The Ecuadorian has established himself as one of United’s most potent attacking weapons since his arrival at Old Trafford in the summer of 2009.
His transfer curtailed a three-year stint at Wigan Athletic, where he had piqued manager Paul Jewell’s interest with a series of impressive performances in central midfield in Ecuador’s campaign at the 2006 World Cup.
Though his performances earned him a nomination for FIFA’s Best Young Player award, Valencia was only a bit-part player at Villarreal and had gone into the tournament after a successful loan spell with Recreativo Huelva in Spain’s second tier.
It required another loan deal to take him to Wigan, but Antonio impressed sufficiently as the Latics excelled in their first Premier League campaign and he made a permanent move to the JJB Stadium as Steve Bruce took over from Jewell.
In his three seasons at Wigan, Valencia made 83 appearances, scoring seven times and catching the eye of several bigger clubs. Antonio turned down the chance to join Real Madrid, but couldn’t resist the opportunity to move to Old Trafford in the summer of 2009.
Hopes that a superb maiden season could be replicated were dashed when he suffered an horrific ankle injury in United’s Champions League draw with Rangers in September 2010. However, Valencia made a breathtaking return to fitness and form within six months.
He played a key role as the Reds regained the Premier League title – making him a league champion for the first time – and he ended a topsy-turvy campaign with fittingly mixed emotions, starting his first Champions League final but tasting defeat against Barcelona.
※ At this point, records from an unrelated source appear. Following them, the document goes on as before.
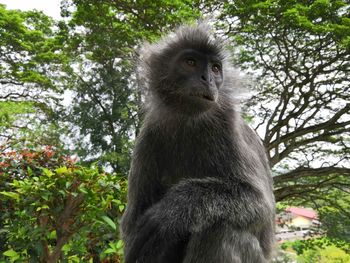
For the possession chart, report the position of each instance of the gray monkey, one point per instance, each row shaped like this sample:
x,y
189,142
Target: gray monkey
x,y
200,189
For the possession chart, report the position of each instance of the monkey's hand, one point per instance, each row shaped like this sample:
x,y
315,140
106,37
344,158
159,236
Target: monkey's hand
x,y
191,206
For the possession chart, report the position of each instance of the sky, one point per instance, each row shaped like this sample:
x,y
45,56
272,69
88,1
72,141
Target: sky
x,y
49,7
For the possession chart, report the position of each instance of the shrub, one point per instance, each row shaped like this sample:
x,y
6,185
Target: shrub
x,y
52,209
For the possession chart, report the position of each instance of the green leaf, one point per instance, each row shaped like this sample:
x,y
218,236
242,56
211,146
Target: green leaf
x,y
61,170
11,194
11,253
109,222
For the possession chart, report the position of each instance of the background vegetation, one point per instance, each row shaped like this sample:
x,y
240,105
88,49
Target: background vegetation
x,y
63,166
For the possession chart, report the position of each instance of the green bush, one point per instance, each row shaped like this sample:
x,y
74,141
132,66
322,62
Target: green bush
x,y
52,209
330,254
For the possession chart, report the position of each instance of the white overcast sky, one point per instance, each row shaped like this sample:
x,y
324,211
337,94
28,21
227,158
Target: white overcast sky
x,y
49,7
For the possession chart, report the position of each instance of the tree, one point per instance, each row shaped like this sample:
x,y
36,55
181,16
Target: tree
x,y
52,208
103,37
31,62
299,52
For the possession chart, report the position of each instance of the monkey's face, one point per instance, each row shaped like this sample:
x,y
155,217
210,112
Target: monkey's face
x,y
194,79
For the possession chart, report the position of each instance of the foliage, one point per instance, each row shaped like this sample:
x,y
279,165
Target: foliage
x,y
298,54
31,65
102,39
300,246
52,208
327,255
335,215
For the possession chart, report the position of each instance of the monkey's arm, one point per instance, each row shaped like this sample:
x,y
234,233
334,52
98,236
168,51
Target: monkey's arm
x,y
193,205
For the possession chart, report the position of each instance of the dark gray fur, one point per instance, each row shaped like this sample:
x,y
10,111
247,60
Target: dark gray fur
x,y
200,189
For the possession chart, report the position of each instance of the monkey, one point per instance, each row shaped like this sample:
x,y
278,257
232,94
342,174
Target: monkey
x,y
199,186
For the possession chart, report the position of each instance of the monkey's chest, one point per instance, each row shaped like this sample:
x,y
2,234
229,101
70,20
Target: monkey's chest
x,y
193,158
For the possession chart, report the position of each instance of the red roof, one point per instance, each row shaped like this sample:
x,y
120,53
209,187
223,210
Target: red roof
x,y
305,212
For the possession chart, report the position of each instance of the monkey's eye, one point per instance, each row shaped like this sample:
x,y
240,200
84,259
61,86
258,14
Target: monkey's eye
x,y
190,62
216,68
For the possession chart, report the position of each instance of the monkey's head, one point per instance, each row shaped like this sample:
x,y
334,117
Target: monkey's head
x,y
186,69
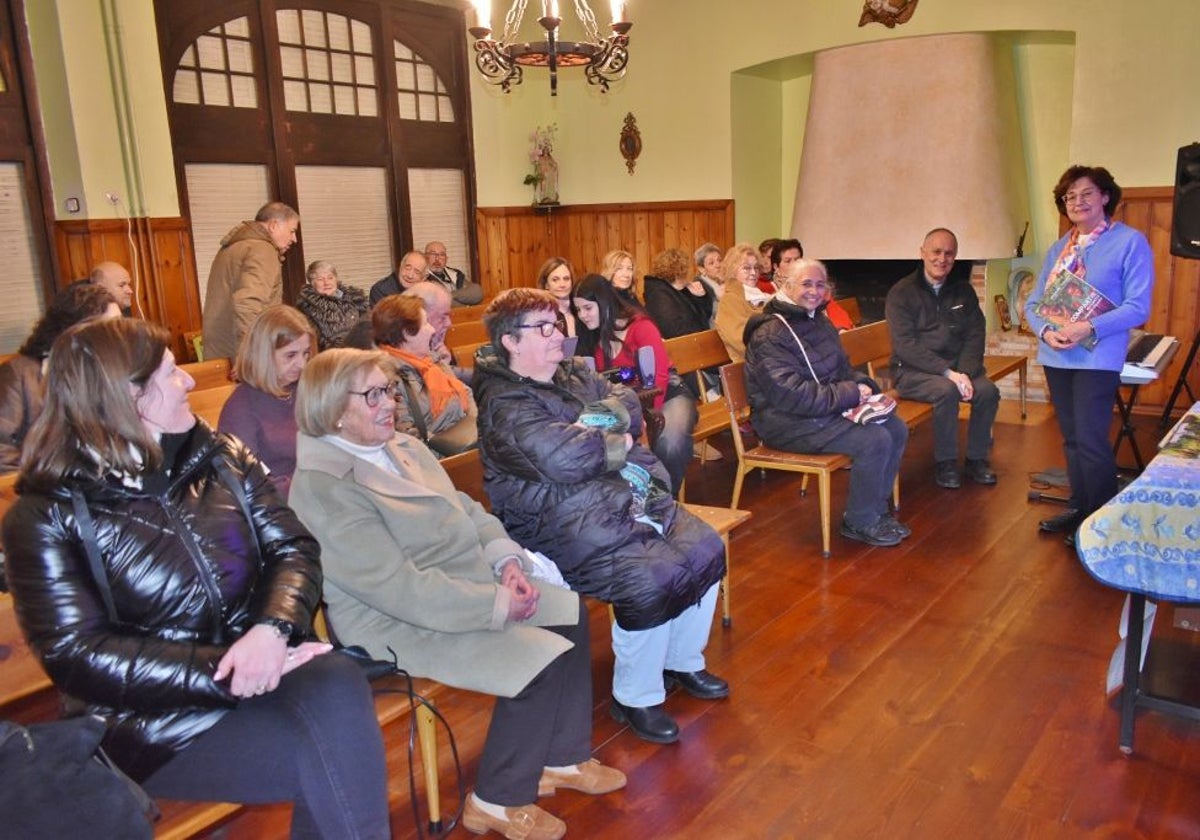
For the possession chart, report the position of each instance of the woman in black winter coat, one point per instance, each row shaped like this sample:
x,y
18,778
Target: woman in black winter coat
x,y
567,479
799,384
333,306
166,587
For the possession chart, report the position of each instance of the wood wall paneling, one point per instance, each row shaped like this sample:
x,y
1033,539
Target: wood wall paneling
x,y
159,256
1175,305
515,241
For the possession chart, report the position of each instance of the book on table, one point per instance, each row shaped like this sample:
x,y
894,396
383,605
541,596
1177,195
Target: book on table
x,y
1068,299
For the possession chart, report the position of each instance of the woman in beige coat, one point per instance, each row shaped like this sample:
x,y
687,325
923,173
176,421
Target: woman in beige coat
x,y
414,567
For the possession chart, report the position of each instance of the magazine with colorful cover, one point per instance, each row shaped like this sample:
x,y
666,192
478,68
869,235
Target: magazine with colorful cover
x,y
1069,298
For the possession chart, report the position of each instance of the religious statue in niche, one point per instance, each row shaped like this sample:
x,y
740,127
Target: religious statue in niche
x,y
889,12
630,142
544,177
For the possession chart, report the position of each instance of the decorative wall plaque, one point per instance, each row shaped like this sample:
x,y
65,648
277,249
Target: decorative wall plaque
x,y
889,12
630,142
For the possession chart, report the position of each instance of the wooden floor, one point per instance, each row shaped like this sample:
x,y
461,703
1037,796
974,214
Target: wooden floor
x,y
948,688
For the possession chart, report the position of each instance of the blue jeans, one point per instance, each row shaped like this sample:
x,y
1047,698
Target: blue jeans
x,y
315,742
643,654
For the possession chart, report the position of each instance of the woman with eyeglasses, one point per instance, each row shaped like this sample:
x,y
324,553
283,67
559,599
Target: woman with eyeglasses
x,y
167,588
567,478
742,298
262,411
557,276
418,570
801,384
432,405
333,306
1083,357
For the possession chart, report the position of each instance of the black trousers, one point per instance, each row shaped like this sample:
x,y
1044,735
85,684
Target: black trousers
x,y
1083,402
945,396
547,725
315,742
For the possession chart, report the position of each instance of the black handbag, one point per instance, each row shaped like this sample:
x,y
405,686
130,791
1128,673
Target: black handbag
x,y
58,783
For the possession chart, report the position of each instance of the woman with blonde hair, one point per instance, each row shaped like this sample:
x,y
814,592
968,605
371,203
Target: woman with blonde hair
x,y
261,412
621,270
742,298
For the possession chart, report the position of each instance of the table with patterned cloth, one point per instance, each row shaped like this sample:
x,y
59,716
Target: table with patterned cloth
x,y
1146,541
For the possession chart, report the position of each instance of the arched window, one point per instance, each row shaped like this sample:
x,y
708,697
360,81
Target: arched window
x,y
347,109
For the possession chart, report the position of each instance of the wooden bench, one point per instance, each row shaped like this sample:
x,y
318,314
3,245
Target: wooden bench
x,y
690,355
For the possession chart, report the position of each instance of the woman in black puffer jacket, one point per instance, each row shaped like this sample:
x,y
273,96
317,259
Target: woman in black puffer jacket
x,y
166,587
567,479
798,399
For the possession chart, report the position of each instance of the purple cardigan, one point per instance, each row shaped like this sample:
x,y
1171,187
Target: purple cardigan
x,y
1121,267
267,424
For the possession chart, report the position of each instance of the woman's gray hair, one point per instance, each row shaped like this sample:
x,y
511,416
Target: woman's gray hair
x,y
325,385
702,253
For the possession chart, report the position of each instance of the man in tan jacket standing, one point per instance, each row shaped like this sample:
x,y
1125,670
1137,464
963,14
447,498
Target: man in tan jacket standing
x,y
246,277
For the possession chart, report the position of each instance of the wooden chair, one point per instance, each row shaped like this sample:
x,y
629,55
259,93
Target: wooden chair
x,y
733,383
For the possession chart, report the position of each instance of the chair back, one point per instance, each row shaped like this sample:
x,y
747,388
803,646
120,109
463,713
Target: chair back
x,y
733,387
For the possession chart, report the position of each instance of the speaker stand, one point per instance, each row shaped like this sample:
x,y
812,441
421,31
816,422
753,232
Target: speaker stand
x,y
1181,383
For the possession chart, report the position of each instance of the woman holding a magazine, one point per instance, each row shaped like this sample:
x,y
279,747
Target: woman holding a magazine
x,y
1093,288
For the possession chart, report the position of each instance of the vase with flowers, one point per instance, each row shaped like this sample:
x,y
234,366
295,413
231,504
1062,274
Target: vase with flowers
x,y
544,177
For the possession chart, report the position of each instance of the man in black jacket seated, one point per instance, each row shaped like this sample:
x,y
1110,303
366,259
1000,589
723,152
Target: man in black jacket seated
x,y
937,337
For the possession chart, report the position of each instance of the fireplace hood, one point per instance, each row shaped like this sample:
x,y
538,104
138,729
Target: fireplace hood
x,y
909,135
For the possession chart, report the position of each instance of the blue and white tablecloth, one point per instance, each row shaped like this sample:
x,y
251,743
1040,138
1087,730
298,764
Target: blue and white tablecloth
x,y
1147,539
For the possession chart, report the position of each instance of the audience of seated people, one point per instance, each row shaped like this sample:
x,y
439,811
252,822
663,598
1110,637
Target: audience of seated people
x,y
432,405
801,384
22,388
567,478
557,276
261,412
678,303
333,306
166,587
612,333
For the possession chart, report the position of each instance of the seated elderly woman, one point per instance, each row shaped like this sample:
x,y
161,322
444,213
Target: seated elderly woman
x,y
21,377
801,384
567,479
333,306
262,411
742,298
166,588
432,405
417,568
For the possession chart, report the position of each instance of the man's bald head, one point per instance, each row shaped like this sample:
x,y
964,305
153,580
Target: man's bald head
x,y
115,279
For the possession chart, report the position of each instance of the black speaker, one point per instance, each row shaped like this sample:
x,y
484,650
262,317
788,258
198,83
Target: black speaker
x,y
1186,214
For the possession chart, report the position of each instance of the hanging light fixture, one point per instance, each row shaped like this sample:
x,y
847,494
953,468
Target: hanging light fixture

Valencia’s third season at Old Trafford proved his most eye-catching, as a glut of assists took United to within a whisker of a 20th league title, and his personal excellence was rewarded with a clean sweep at the club’s end-of-season awards bash, where he picked up the fans’ and players’ player of the year gongs as well as the goal of the season award.
Michael Owen’s departure in the summer of 2012 gave Antonio the chance to inherit the Reds’ famous no.7 shirt, marking another lunge forward in the Ecuadorian’s rise to prominence.
Perhaps the pressure of such a jersey weighed down on his considerably-sized shoulders as his consistency dipped slightly throughout the course of the season. However, like every top player, Valencia recaptured top form just at the right time, playing a key role in vital wins at Stoke City and West Ham to help secure the title in April.
The following season 2013/14 was not quite as productive for the Ecuadorian, who had reverted to the no.25 shirt, as the Reds endured a tough campaign following the retirement of Sir Alex Ferguson. Valencia was, however, a regular fixture in new manager David Moyes’ XI and started the season well bagging a goal in United’s 4-2 home win over Bayer Leverkusen in the Champions League.
Unfortunately, these kind of results were to become all too rare in what would become a season to forget for the Reds. Still, Valencia’s season finished positively on a personal note as he not only received a call-up for Ecuador’s World Cup squad but also penned a new contract that will keep him at the club until at least June 2017.
Antonio’s is a journey which has taken him from the Amazon Basin to the banks of the River Irwell, which only goes to show that Valencia is no stranger to hard work, and few would bet against the winger re-capturing his best form in 2014/15.